O juiz do processo Face Oculta revogou esta segunda-feira a medida de coação de suspensão de funções aos arguidos Manuel Guiomar e José Lopes Valentim, ambos quadros da Rede Ferroviária Nacional (Refer), informou fonte judicial, escreve a Lusa.

A decisão foi tomada na sequência de um pedido do Ministério Público, após um acórdão do Tribunal da Relação do Porto que, em Março passado, tinha revogado a suspensão de funções imposta a Carlos Vasconcellos, arguido no mesmo processo e também ele funcionário da Refer, em resposta a um recurso apresentado pelo próprio.

«Como eram todos trabalhadores da mesma empresa, colocava-se aqui uma situação de equidade e de justiça, pelo que o Ministério Público entendeu que não fazia sentido manter essa diferença e pediu ao juiz para alterar as medidas cautelares também àqueles arguidos que não tinham interposto recurso», disse à agência Lusa o juiz presidente da Comarca do Baixo Vouga, Paulo Brandão.

Terminado o período de contraditório, na sexta-feira, o juiz de Instrução Criminal António Costa Gomes proferiu hoje o despacho que revoga a suspensão do exercício de funções a Manuel Guiomar e José Lopes Valentim, mantendo-se as restantes medidas de coação que lhes foram impostas - proibição de contactarem com outros arguidos e de se ausentarem para o estrangeiro sem autorização judicial.
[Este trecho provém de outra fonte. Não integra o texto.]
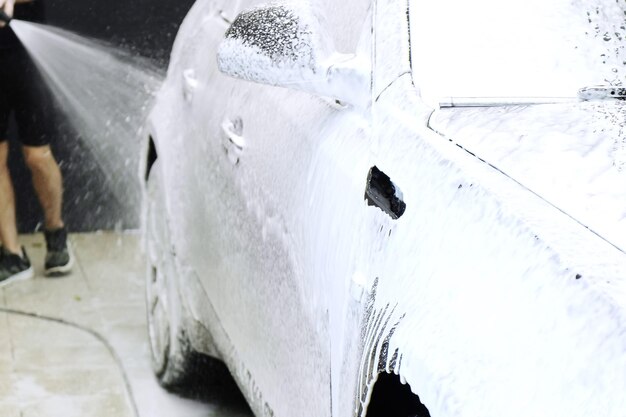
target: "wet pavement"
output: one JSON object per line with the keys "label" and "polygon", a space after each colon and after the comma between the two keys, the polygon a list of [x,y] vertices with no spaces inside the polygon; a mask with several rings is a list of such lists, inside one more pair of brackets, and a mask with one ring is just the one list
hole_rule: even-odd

Manuel Guiomar e José Lopes Valentim poderão, assim, retomar o trabalho na Refer, juntando-se a Carlos Vasconcellos que, segundo o seu advogado, «já foi integrado na empresa».

Ainda sem ter conhecimento oficial do despacho, a advogada de Manuel Guiomar, Poliana Pinto Ribeiro, mostrou-se satisfeita com a decisão, exclamando: «Acabou por se fazer justiça».

«Desde o início, sempre defendemos que a medida era excessiva», afirmou a causídica, que espera, agora, que o seu cliente «seja integrado o mais depressa possível na empresa e que sejam pagas as retribuições que o mesmo deixou de auferir».

Também satisfeito com a decisão estava o advogado de José Lopes Valentim, Carlos Duarte, que revelou que a defesa vai ponderar a melhor forma para que o seu cliente «seja ressarcido de todos os danos profissionais que lhe foram causados e que são irreparáveis».